Despite many billboards becoming digitised, Wheatley says it doesn't worry him as they are always looking for new opportunities.
“If we keep doing today what we did yesterday, tomorrow we're not going to be here and I think that's what myself and the leadership team believe in and are part of and is what we're really focused on.
“We're never happy with what we do. We keep pushing the boundaries and I like that. It's not for everyone but for us, that's how we succeed; by pushing ourselves and by not being happy as we can do better.”
With the rapid surge in online bookings and social media, Wheatley says in-store presence is still “absolutely” a very important part of the business
He says he is constantly telling his team that “we're not our customer” and that even if you book with Flight Centre, you're not the customer.
“You can't be. You can't be in brand and then pretend you're the customer. It just doesn't work like that. So, we always think about the customer,” he says.

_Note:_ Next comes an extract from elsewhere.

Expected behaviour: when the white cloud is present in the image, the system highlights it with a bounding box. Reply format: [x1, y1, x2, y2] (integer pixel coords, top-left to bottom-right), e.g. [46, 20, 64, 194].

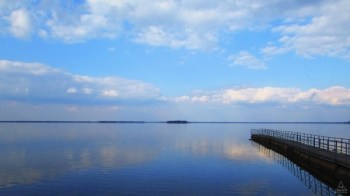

Next up for Flight Centre is augmented reality, making its content more experiential, podcasts and more video series based on search channel optimisation, looking at what people are searching for and then answering those questions via short video clips.
In April this year Flight Centre lost its long-running legal battle with competition watchdog, The Australian Competition and Consumer Commission, after being forced to pay $12.5 million in penalties relating to attempts to fix international flight prices. Wheatley was not able to talk about anything related to ACCC or anything in the media.